Advertisement

Uganda, Kenya change laws to pry insurance brokers out of value chain

Wednesday December 12 2018
ins

In Uganda, the government has amended the Insurance Act, forbidding insurance brokers and agents from accepting cheques or other payable orders from policy holders or prospective policy holders. FOTOSEARCH

By NJIRAINI MUCHIRA

Insurance brokers and agents in Uganda and Kenya are facing an uncertain future, in the wake of law amendments to bar them from handling premiums.

Some rogue industry intermediaries use premiums to conduct other businesses, leading to late remittances to insurance companies — leading some underwriters refusing to pay claims.

Now the two countries have moved to ensure direct payments of premiums to the insurers.

This is expected to make the going tough for brokers and agents, coming at a time when their earnings, particularly in Kenya, are the decline due to depressed growth of the insurance market and rising cases of policy surrenders as a result of hard economic times.

In Uganda, the government has amended the Insurance Act, forbidding insurance brokers and agents from accepting cheques or other payable orders from policy holders or prospective policy holders.

The law, which takes effect on January 1, is expected to have a direct impact on the operations of brokers, whose income commissions increased by 20.8 per cent in 2017 to $10.7 million, up from $8.8 million in 2016, according to data from the Insurance Regulatory Authority of Uganda (IRAU).

Advertisement

In Kenya, the National Treasury is pushing for an amendment of the Insurance Act to make it a criminal offence for brokers and agents to handle premiums.
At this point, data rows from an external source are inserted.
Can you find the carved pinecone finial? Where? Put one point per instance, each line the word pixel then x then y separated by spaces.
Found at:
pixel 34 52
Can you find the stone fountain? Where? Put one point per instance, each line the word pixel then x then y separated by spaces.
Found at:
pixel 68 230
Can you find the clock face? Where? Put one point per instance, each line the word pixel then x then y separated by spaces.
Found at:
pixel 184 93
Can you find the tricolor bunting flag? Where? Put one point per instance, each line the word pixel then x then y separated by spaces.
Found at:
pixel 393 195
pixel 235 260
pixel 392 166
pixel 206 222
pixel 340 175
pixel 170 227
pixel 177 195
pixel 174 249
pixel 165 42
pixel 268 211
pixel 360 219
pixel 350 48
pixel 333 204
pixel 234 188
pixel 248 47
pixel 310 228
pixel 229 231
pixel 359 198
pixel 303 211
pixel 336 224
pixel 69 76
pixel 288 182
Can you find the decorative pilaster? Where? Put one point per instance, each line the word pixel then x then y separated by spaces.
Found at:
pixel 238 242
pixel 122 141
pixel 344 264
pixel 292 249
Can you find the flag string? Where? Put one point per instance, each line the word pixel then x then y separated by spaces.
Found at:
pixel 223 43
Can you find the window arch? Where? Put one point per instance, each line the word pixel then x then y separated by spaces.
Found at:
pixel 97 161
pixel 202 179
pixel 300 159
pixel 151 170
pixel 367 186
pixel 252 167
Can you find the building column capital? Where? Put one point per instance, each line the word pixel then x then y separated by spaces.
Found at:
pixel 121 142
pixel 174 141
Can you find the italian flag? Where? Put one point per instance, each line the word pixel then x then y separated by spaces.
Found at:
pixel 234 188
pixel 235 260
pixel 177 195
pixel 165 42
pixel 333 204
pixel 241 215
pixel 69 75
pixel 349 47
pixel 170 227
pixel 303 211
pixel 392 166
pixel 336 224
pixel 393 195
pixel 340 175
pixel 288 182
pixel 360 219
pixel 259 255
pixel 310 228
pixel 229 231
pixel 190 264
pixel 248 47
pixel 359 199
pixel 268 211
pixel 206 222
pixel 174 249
The Insurance Amendment Bill is being debated in the National Assembly.

The drastic decision by Uganda and Kenya comes at a time when the region is trying to harmonise the insurance industry with the drafting of the East African Community Insurance Act, 2018, which seeks to provide an integrated, sound legal and regulatory regime that conforms to best international practices.

The push to block brokers and agents from handling premiums has caused anxiety among intermediaries, who face loss of business.

“These new laws will deprive brokers of a huge chunk of business and many brokerage firms will be forced to lay off employees,” said Nelson Omolo, chairman of the Association of Insurance Brokers of Kenya (AIBK).

In Kenya, data from the Insurance Regulatory Authority shows that in 2017, 39.3 per cent of the total industry premium was sourced through insurance agents; 33.5 per cent through insurance brokers; and 27.2 per cent was received directly by insurance companies. This means that brokers and agents handle about 72 per cent of the premiums.

Going by the fact that, in 2017, the gross written insurance premiums stood at $2 billion, meaning a staggering $1.4 billion passed through the hands of brokers and agents.

In Uganda, a market with 35 insurance brokers, the gross written premiums in 2017 stood at $194.3 million, a 14 per cent increase from $169.4 million in 2016.

Under the new law, Uganda has made it clear that no insurance cover will be provided on credit and that all insured clients, both corporates and individuals, must pay their premiums upfront and in full to the underwriter before the effective date of the policy.

“All premiums shall be paid directly to the insurance companies or health membership organisation and not to an insurance broker or insurance agent as the case has been,” said Alhaj Kaddunabbi Ibrahim Lubega, IRAU chief executive.

In Kenya, sections of the proposed law stipulate that “an intermediary shall not receive any premiums on behalf of an insurer” and that an intermediary who contravenes the law will be liable to a penalty of $10,000 on each contravention, payable to the Policy Holders Compensation Fund.

“We are opposed to these plans of criminalising the aspect of brokers handling premiums because intermediaries are important in the insurance value chain,” said Mr Omolo.

He added that AIBK has made a submission to parliament to make changes to the Bill to allow brokers to receive premiums, but remit to the insurer all the premiums payments within a certain period.